Jennifer watched her husband walking toward them. “Benton, I don’t understand-”

“No doubt Smith does.”

Smith said, “All is better than a third.”

“Exactly,” said Arloff, smiling at them both.

“But we…love each other.”

“Later on, love, we can talk about it,” her husband said. “Right now, though, I’m going to deprive you of Smith’s company.”

“You didn’t kill Hal Larzon,” she said, unsure.

“I did, yes. And for the very reason your clever former beau mentioned.” He gestured at Smith with the kilgun. “I’ll have to take you someplace where I can persuade you to tell me where the others are.”

“I doubt you can accomplish that, Arloff.”

Arloff laughed. “Oh, there’s not a doubt in my mind,” he said. “After that, and after I’ve gathered in the last bits of the puzzle, then I’ll see about arranging some accidents and disappearances for you Horizon Kids.”

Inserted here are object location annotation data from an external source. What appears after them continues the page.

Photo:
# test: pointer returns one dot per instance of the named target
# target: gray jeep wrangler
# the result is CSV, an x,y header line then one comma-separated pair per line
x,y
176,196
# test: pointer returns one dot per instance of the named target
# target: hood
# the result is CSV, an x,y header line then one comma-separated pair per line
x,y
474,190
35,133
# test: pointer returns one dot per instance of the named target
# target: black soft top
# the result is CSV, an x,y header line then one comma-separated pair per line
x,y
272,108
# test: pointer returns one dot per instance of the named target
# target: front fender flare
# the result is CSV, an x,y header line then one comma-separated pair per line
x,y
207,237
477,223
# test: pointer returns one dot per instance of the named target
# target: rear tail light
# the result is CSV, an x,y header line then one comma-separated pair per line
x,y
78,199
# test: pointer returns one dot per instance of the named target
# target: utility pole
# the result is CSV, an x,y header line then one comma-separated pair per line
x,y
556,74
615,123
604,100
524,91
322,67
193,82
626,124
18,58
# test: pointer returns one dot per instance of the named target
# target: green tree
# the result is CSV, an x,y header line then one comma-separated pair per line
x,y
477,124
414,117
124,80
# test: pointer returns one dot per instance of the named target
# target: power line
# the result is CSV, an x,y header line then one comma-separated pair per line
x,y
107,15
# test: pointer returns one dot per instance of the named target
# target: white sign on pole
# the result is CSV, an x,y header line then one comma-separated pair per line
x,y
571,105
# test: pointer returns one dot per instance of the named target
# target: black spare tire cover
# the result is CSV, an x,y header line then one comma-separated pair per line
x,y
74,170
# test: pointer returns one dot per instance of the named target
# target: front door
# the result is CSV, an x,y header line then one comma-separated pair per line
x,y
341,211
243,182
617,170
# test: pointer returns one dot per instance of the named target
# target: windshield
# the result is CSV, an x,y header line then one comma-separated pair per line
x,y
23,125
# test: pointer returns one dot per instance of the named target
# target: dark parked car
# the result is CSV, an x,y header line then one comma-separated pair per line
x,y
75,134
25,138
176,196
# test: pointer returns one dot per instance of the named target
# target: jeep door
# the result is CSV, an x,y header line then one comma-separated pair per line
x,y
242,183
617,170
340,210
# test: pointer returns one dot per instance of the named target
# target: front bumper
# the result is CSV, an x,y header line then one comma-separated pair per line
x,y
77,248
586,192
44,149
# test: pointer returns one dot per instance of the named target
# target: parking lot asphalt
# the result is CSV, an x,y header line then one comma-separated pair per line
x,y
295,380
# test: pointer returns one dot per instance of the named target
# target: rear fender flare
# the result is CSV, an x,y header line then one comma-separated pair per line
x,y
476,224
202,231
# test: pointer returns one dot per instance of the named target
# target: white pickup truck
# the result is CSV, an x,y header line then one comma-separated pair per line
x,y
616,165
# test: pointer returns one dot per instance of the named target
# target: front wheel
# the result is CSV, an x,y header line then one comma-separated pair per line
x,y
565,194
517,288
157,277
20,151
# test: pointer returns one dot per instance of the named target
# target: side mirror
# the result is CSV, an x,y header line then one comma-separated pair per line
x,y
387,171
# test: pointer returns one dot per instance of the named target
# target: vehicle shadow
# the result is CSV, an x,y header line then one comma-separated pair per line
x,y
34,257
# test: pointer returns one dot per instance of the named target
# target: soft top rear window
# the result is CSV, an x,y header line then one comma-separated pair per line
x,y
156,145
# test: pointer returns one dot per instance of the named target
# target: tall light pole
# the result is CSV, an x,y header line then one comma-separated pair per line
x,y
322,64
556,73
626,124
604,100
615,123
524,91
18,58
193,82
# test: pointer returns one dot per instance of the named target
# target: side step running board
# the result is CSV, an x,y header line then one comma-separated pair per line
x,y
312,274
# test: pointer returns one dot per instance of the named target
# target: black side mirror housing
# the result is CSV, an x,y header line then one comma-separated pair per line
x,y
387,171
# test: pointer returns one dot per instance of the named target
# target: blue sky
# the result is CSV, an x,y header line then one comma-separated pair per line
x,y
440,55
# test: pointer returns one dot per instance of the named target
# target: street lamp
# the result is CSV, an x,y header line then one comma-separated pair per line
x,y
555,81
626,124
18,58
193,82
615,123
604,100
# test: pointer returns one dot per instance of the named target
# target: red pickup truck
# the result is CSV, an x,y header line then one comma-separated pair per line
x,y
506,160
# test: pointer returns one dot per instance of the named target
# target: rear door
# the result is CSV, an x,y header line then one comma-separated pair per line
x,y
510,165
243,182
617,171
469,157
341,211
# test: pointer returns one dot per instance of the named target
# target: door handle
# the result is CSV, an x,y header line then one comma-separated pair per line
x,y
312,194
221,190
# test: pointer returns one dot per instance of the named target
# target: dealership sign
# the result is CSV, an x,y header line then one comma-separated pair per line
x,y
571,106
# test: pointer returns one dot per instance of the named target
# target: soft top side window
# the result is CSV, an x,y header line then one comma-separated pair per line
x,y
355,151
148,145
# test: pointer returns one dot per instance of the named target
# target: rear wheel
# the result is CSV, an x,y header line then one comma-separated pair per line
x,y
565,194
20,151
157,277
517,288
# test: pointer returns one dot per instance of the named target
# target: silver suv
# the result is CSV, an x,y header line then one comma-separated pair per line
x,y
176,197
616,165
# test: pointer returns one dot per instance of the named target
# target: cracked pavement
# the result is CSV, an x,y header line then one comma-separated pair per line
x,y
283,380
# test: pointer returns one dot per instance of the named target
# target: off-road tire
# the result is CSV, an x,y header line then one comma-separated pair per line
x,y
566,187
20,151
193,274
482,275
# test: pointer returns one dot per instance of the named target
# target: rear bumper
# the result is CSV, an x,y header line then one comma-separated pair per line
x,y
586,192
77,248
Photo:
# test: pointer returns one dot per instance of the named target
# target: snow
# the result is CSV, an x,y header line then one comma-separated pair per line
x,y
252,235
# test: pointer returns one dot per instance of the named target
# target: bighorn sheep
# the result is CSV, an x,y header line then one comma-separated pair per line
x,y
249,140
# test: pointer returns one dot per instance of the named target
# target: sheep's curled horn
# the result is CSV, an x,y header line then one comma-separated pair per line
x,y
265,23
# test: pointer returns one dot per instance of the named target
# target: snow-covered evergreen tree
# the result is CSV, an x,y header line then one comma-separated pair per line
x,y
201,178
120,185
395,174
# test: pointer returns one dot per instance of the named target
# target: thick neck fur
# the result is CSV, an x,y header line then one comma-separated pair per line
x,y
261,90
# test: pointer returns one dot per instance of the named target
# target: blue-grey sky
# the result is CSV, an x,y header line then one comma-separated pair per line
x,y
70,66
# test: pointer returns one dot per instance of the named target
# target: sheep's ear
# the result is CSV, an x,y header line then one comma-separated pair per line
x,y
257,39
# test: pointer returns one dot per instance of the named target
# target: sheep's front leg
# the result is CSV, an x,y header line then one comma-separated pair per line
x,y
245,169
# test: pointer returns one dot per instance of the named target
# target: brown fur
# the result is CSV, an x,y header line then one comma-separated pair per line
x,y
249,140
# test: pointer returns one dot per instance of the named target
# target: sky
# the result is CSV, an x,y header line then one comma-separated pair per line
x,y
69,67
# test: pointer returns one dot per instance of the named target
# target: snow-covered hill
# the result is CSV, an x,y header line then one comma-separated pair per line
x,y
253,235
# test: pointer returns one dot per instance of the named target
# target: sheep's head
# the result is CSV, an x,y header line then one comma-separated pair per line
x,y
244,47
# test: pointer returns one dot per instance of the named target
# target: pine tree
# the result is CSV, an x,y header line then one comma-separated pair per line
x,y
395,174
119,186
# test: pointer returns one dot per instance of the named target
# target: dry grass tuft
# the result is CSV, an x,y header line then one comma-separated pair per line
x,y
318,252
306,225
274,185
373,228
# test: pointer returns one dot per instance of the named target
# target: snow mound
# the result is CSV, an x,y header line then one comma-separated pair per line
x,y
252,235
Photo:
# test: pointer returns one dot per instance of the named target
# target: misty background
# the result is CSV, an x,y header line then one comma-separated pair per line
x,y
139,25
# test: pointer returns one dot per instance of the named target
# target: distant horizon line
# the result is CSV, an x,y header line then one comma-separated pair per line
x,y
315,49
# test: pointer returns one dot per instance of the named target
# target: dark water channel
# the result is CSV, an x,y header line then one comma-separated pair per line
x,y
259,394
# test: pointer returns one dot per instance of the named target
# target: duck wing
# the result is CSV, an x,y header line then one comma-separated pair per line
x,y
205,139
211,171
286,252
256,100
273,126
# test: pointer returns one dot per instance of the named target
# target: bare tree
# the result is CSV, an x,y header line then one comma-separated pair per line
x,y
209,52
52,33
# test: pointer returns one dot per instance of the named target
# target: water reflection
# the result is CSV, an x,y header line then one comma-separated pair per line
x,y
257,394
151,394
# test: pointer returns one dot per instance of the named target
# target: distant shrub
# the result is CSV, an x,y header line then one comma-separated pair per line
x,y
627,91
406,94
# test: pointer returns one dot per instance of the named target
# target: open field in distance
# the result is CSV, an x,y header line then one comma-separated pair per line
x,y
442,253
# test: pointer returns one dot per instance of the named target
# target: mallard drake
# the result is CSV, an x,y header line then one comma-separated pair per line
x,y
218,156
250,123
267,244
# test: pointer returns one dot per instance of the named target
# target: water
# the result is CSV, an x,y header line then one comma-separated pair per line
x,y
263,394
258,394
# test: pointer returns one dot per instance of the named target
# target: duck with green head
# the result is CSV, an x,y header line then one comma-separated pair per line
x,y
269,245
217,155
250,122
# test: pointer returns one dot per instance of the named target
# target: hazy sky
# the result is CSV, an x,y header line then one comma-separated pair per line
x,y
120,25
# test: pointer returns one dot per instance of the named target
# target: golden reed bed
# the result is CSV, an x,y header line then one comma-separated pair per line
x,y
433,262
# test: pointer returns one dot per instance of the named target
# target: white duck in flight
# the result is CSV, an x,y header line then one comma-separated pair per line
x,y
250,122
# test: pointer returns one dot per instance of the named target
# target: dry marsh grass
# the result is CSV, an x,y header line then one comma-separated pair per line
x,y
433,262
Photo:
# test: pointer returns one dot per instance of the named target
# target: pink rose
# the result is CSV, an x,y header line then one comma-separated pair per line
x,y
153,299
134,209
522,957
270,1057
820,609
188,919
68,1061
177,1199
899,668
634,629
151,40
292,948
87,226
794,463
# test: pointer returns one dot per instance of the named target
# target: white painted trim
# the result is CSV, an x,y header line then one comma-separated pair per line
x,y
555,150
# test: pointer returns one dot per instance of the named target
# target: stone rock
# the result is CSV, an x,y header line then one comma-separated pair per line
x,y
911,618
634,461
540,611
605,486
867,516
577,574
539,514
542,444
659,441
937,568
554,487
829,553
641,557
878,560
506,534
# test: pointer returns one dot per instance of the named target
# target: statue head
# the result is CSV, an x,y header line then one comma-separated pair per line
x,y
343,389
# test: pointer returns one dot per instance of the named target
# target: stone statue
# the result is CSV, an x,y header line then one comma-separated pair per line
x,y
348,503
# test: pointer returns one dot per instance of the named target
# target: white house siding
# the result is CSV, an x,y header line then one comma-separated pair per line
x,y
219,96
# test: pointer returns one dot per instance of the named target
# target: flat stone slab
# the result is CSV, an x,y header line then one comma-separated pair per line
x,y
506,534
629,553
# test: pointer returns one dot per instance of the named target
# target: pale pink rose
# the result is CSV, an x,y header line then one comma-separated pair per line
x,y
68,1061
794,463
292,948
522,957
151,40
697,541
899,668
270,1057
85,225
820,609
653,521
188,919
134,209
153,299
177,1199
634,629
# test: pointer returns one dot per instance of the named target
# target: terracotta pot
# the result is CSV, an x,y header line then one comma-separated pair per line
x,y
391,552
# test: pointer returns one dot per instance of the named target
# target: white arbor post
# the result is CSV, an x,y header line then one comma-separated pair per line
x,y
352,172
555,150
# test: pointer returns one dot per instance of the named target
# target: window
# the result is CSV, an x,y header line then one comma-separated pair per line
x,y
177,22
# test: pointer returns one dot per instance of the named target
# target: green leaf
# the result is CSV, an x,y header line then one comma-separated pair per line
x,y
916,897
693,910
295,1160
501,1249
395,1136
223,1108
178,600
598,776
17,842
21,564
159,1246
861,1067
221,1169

Jennifer said quietly, “You aren’t going to kill him, Benton.”

“You actually, darling, don’t have a hell of a lot of say in the matter.”

“Benton,” she said, even more quietly.

That made him turn toward her. “Really now, Jenny.”

She’d taken a small kilgun from the pocket of her jacket. It was aimed at her husband. “You’d just,” she said, “better go away from here.”

Laughing again, he started easing to her. “I know you, love,” he said. “You can’t shoot me, no matter what you think or feel.”

“I won’t let you kill Jared.”

“You will because…oof.”

Smith had leaped at the distracted Arloff.

The doves went flapping up into the darkness.

As the two men fell Smith got a grip on Arloff’s gun-wrist. They rolled and tumbled on the stone temple floor.

Grunting, Arloff tried to knee him in the groin. Smith twisted, avoided that.

The thickset man strained, struggling to regain control of the kilgun. Smith was forced to let go of his wrist for a second, then caught it again.

In that instant the gun went off, sending a thin line of crackling crimson light slicing across the night.

Arloff made a terrible keening sound when the beam touched him. His face began to smoke and go black. Stumbling back and away, Smith stood.